The firm says it's one step closer to bringing the Hyperloop to reality after its "Kitty Hawk moment".
Written by Liam Tung, Contributing Writer

Hyperloop's first test in a vacuum tube only reached 70mph, but the company is hailing it as a breakthrough moment for the future of mass transportation.

The private test was carried out on May 12 at Hyperloop's DevLoop track in the Nevada desert, where the bare-bones sled cruised for 5.3 seconds above the track using magnetic levitation.

The vehicle achieved 2Gs acceleration and hit its target speed of 70mph. The company will now begin work on the next test, targeting 250mph.

Hyperloop is one of the firms attempting to prove that Elon Musk's vision for a rapid mass transport system with top speeds of 760mph can be realized. Musk released a design for the system in a 2013 paper called Hyperloop Alpha, detailing a maglev system that would operate in a near-vacuum environment.

Last May, Hyperloop One conducted the first non-vacuum open-air test and displayed its propulsion system, which pushed the sled to 116mph in 1.1 seconds.

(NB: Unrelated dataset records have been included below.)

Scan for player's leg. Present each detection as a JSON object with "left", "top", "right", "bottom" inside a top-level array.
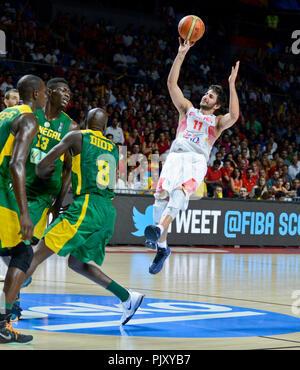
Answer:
[
  {"left": 68, "top": 255, "right": 144, "bottom": 325},
  {"left": 24, "top": 239, "right": 54, "bottom": 281},
  {"left": 11, "top": 194, "right": 52, "bottom": 321},
  {"left": 0, "top": 243, "right": 33, "bottom": 344},
  {"left": 145, "top": 188, "right": 188, "bottom": 274}
]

This run tested its linear motor, vehicle suspension, magnetic levitation, electromagnetic braking, vacuum pumping system, and other components to demonstrate that the full system could operate as a single integrated unit in a vacuum.

"Hyperloop One has accomplished what no one has done before by successfully testing the first full scale Hyperloop system. By achieving full vacuum, we essentially invented our own sky in a tube, as if you're flying at 200,000 feet in the air," Shervin Pishevar, co-founder and executive chairman of Hyperloop One, said in a statement.

"For the first time in over 100 years, a new mode of transportation has been introduced. Hyperloop is real, and it's here now."

Pishevar described the test as Hyperloop One's "Kitty Hawk moment", referring to the Wright Brothers first flight over Kitty Hawk in North Carolina in 1903.

Despite the successful test, there are still many obstacles to overcome before the Hyperloop is used for transport, including gaining public trust and government support to deploy new infrastructure for the system.

Hyperloop One has addressed this potential resistance by running competitions for proposed locations around the world, which include nine routes in Europe and 11 in the US.

The company also took the wraps off its first prototype pod, dubbed XP-1. The 28-foot long pod is a shell constructed of aluminum and carbon fiber that will sit on top of the chassis. The pod would carry cargo and passengers through the tube.

The next phase of testing will demonstrate the Pod gliding over a longer track at higher speeds at the DevLoop facility in Nevada, according to Hyperloop One. In the meantime, it will be running more tests at its track to validate other components and software.

The company's linear motor is currently 1,000 feet long. The 1,640 foot-long tube it operates in can create air-pressure equivalent to 200,000 feet above sea level. The May 12 test only operated on a 100-foot portion of the motor.